Una de las objeciones a la actual situación puede plantearse en términos de libertad; es decir, que la gente debería ser libre para elegir qué es lo que tiene valor y que el Estado no debería priorizar unas formas de vivir sobre otras. Pero hay objeciones más fuertes desde el punto de vista de la igualdad. Si el Estado reconoce el matrimonio, ello implica dos cosas: Una, que la gente casada obtiene una serie de derechos y deberes legales que no se aplican a la no casada: rebajas de impuestos, derechos de inmigración, provisión de seguros, cobertura de pensiones; Y dos, que la gente casada y no casada tienen los mismos derechos pero que el Estado todavía reconoce el matrimonio como un signo de respeto y aprobación.

Implícitamente, ese reconocimiento estatal implica la asunción de que unas formas de vivir son más valoradas que otras, y que ciertos modelos de familia deberían ser privilegiados. No son unas asunciones solo de género; son admisiones de una parcialidad también en otra manera: forman parte de un sistema desigual que diferencia entre ellos y nosotros, entre lo estable e inestable, entre los célebres y estigmatizados, entre los dignos e indignos…

En pleno siglo XXI el reconocimiento estatal del matrimonio es algo anacrónico. La vida en familia, la posesión de propiedades, la crianza de los hijos e hijas, la inmigración… están reguladas sobre la asunción del matrimonio, pero esa aceptación ya no se sostiene estadísticamente. Solo la mitad de los niños y niñas nacen de padres casados o en uniones civiles en países como Estados Unidos, Gran Bretaña, Suecia, Dinamarca y Nueva Zelanda.
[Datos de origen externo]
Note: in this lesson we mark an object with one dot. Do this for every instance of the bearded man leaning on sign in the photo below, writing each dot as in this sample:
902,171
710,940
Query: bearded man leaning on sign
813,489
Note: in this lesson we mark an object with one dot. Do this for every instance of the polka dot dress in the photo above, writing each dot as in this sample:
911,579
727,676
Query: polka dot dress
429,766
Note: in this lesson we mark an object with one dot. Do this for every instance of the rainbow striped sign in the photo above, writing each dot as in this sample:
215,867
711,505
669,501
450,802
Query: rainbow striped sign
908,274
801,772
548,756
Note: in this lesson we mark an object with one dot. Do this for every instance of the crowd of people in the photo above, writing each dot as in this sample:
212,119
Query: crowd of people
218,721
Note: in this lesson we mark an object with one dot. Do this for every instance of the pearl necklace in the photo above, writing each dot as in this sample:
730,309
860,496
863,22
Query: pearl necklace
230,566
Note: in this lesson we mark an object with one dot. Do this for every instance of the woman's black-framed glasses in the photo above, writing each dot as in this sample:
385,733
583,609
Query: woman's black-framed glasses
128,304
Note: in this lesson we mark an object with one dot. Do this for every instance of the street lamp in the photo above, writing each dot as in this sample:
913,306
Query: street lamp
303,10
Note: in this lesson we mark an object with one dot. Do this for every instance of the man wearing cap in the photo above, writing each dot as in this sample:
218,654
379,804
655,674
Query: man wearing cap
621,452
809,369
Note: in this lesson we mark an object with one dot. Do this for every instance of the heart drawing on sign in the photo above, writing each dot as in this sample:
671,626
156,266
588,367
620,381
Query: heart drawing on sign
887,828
Sin estatus legal, no ilegal

En vez de regular sobre un ideal de pareja casada, que en realidad no es ideal ni típica, un Estado igualitario no tendría que regular el matrimonio. Eso no significa, de ninguna manera, que el matrimonio sería ilegal, sino que no tendría un estatus legal. La gente podría tener ceremonias religiosas o civiles de matrimonio sin obtener con ello ningún derecho legal, ningún deber o reconocimiento. Al contrario, las relaciones deberían ser reguladas de acuerdo a sus prácticas, como la cohabitación, propiedad, crianza o dependencia, sin asumir que todas las prácticas deben coincidir. Estas regulaciones predeterminadas deberían estar basadas en asegurar la igualdad en la relación y entre aquellos que están y no están asociados.
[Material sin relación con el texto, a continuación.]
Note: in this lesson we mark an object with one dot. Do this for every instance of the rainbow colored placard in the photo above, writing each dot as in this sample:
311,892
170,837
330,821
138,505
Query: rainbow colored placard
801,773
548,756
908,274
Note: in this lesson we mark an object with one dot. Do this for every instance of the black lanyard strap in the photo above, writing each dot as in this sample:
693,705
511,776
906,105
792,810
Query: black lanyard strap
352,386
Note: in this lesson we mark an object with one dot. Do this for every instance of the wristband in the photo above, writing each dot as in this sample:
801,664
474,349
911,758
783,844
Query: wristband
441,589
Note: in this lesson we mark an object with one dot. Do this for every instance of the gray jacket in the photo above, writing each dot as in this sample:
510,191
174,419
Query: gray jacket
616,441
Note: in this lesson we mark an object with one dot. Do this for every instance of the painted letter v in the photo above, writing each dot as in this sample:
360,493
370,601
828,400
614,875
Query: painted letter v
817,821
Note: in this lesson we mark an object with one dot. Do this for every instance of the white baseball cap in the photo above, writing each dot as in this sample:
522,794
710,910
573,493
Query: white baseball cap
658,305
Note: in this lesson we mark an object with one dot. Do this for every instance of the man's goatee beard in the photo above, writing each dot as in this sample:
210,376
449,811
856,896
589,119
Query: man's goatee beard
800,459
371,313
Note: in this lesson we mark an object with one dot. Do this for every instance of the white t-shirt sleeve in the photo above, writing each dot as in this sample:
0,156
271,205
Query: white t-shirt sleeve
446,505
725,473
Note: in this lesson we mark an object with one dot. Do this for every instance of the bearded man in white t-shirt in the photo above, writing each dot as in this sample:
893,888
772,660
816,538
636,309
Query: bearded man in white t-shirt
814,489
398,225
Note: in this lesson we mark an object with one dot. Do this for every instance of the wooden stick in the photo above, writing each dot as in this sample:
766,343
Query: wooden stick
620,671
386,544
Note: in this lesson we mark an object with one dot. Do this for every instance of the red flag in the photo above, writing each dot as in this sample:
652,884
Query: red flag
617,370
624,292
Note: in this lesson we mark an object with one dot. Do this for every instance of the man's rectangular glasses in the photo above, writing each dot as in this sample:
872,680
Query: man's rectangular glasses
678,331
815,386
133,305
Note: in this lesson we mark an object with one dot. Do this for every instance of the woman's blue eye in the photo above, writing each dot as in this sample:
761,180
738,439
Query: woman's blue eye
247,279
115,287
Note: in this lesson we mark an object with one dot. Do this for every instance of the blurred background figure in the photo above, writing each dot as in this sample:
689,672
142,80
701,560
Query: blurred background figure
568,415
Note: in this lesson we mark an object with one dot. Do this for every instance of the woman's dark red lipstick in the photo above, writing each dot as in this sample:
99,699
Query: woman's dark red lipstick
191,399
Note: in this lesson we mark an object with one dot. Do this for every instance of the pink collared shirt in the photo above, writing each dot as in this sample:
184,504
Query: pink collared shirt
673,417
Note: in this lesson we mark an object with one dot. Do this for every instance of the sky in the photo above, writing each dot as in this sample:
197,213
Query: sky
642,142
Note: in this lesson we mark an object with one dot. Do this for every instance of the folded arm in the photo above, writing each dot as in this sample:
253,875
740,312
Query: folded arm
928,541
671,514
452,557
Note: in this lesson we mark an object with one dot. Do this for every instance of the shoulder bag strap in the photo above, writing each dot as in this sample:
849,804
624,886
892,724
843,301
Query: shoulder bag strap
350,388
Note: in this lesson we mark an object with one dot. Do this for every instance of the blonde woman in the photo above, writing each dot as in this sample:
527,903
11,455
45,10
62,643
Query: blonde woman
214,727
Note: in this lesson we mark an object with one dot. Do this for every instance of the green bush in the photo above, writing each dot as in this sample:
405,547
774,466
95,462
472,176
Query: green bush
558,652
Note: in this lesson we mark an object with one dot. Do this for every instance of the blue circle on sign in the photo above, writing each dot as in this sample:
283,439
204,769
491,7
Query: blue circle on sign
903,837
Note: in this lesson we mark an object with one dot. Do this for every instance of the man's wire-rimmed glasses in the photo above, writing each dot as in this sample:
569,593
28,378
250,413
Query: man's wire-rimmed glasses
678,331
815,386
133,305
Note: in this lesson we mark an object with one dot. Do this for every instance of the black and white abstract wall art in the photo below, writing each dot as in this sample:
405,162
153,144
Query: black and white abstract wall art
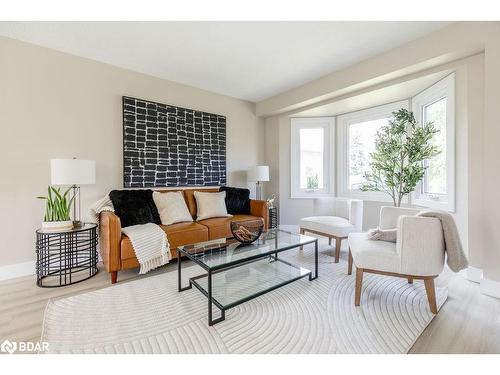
168,146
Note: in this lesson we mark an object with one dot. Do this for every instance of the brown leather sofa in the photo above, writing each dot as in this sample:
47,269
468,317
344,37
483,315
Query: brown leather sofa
117,252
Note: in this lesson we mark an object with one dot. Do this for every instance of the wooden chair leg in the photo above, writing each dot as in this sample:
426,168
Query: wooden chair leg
359,283
338,242
349,263
431,294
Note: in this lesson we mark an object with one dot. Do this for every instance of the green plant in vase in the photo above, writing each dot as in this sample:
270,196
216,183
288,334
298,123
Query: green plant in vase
57,209
401,147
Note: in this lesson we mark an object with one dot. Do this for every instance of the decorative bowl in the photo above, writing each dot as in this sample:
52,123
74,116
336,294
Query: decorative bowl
247,232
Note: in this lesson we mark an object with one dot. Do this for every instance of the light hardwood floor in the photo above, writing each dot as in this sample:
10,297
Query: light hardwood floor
469,322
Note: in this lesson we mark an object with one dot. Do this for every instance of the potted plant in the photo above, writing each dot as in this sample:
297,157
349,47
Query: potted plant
398,160
57,209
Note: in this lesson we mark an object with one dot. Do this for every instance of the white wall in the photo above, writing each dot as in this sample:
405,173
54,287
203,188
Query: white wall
58,105
469,76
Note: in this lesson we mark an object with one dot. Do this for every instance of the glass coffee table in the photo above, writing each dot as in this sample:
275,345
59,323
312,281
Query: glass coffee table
237,273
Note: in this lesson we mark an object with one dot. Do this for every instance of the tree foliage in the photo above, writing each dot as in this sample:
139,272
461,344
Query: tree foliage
401,146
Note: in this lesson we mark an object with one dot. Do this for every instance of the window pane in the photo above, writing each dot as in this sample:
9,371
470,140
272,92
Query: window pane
361,143
435,175
311,158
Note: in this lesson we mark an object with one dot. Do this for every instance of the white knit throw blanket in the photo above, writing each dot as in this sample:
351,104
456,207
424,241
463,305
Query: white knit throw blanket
149,241
150,245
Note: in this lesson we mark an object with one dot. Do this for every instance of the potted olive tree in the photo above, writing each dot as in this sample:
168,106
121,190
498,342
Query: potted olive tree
397,164
57,209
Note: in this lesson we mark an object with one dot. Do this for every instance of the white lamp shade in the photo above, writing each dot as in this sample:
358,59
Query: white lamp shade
72,172
258,174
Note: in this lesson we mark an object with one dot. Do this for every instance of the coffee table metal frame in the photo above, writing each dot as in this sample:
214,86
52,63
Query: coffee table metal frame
272,255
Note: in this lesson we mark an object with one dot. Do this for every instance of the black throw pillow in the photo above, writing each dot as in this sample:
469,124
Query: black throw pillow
135,207
237,200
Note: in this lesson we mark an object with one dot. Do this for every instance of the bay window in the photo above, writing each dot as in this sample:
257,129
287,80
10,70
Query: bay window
437,105
357,132
310,157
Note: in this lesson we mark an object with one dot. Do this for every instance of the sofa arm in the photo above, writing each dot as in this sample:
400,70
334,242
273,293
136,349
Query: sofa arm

Esta apreciación puede resultar chocante en un tiempo donde la aceptación social y legal del matrimonio entre personas del mismo sexo está aumentando. Pero incluso el reconocimiento del matrimonio entre personas del mismo sexo omite injusticias internas del matrimonio heterosexual y las injusticias externas para aquellos que no pueden o deciden no estar casados.
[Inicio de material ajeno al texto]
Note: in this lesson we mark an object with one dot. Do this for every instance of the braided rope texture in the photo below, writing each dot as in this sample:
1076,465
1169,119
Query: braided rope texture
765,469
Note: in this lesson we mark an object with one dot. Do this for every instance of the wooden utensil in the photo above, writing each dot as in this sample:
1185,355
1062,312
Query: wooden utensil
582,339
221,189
Ese Estado hipotético no excluiría las bodas, las ceremonias y las celebraciones. Tampoco la estabilidad, la familia, el compromiso o la devoción. No excluiría el amor. Pero sí excluiría la idea de que esos valores son algo a preservar con un formato particular de relación. También que actuando de otra forma el Estado dé desventajas, discrimine o estigmatice a aquellas familias que no están estructuradas de acuerdo a ese modelo. Un estado libre de la regulación del matrimonio promovería la igualdad, independientemente de la relación o el tipo de familia.

Para Chambers, los efectos prácticos y simbólicos del matrimonio avalado por el Estado inevitablemente priorizan a algunas personas y a algunas maneras de vivir sobre otras, socava la igualdad y la libertad. E invita a una reflexión final: como persona crítica con la santificación estatal de formas de vida íntima opresivas o excluyentes, defiende y reivindica, no obstante, el poder del Estado, una fuerza necesaria para apoyar en igualdad a todas las personas en sus esfuerzos y relaciones cotidianas.